Because of his close affiliations with artists like 12th Planet, Darlington is sometimes ladled into the bass heavy dubstep mix currently rocking the world, but his productions are usually far mellower and varied; much more on the fringe of the commercial scene. A typical Daedelus album will range from jazzy, orchestral mash-ups to glitchy bleeps and head-nodding trip-hop.
"It's so wonderful to put out a little noise and chaos meeting a little noise and order -- which somehow fuses to be a little more than itself," he says.
His home base of Los Angeles lends itself well to his sonic concoction. "I'm used to hearing the fun mix of beats, dubstep, indie rock and psych," says Darlington. "[Psych] seems to have all the LA kids on fire."
"People are a little afraid of embracing the exact moment of time that they're sampling from," he continues. "Even though people were sampling large from jazz, psych, or fusion records, it always had to be regurgitated. But now we have kids who are saying that they want to hear the original stuff because it's as good as what it has been regurgitated into."

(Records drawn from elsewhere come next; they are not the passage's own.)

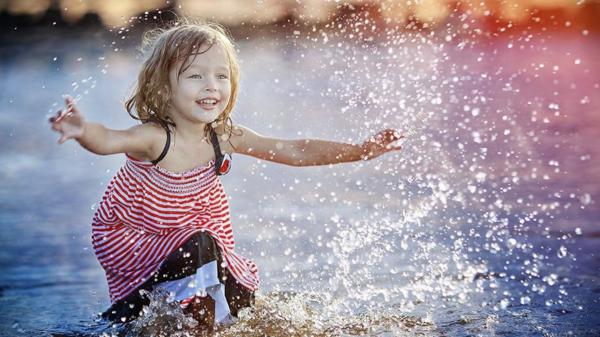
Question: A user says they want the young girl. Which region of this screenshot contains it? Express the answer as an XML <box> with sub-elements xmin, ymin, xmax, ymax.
<box><xmin>50</xmin><ymin>22</ymin><xmax>401</xmax><ymax>326</ymax></box>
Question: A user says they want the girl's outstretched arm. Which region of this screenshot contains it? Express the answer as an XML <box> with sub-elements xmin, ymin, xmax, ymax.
<box><xmin>49</xmin><ymin>96</ymin><xmax>166</xmax><ymax>159</ymax></box>
<box><xmin>230</xmin><ymin>125</ymin><xmax>403</xmax><ymax>166</ymax></box>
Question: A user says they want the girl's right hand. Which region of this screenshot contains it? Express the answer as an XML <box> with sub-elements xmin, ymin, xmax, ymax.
<box><xmin>48</xmin><ymin>96</ymin><xmax>85</xmax><ymax>144</ymax></box>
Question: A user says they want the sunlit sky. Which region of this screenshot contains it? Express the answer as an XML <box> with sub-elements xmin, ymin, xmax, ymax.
<box><xmin>0</xmin><ymin>0</ymin><xmax>600</xmax><ymax>26</ymax></box>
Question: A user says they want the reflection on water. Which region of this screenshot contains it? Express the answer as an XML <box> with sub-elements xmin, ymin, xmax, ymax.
<box><xmin>0</xmin><ymin>21</ymin><xmax>600</xmax><ymax>336</ymax></box>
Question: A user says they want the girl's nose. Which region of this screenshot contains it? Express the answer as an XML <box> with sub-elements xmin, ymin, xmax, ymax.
<box><xmin>204</xmin><ymin>79</ymin><xmax>217</xmax><ymax>91</ymax></box>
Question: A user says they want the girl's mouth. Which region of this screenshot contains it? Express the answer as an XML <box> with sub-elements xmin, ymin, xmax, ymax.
<box><xmin>196</xmin><ymin>98</ymin><xmax>219</xmax><ymax>110</ymax></box>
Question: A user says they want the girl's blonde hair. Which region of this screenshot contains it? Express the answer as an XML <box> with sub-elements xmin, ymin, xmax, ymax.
<box><xmin>125</xmin><ymin>19</ymin><xmax>239</xmax><ymax>137</ymax></box>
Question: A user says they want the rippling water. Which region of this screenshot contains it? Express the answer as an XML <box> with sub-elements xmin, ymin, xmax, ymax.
<box><xmin>0</xmin><ymin>23</ymin><xmax>600</xmax><ymax>336</ymax></box>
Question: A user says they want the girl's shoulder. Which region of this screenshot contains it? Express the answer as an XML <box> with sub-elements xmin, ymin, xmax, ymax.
<box><xmin>127</xmin><ymin>122</ymin><xmax>167</xmax><ymax>161</ymax></box>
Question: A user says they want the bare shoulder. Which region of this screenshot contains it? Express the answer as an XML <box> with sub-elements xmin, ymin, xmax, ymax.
<box><xmin>126</xmin><ymin>122</ymin><xmax>167</xmax><ymax>161</ymax></box>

One of the major hubs for the bass heavy symphony that's emerging is the Low End Theory club. "You can go and listen to a whole night of instrumental music, and it can be amazing and florid, and your everything," says the producer. "But there have been many different roots and avenues that people have taken to get there; some people came from an instrumental hip-hop background, whose wigs were blown by other experimental producers who kept perverting the ideas of what hip-hop could be. Others got into it because they went to a rave and saw whomever. Or they just happened to get into a Flying Lotus joint -- or maybe one of my songs -- and it just hit them more than that dubstep 'womp womp womp.'
"When you get rid of a typical formula, I think it freaks people out in a nice way."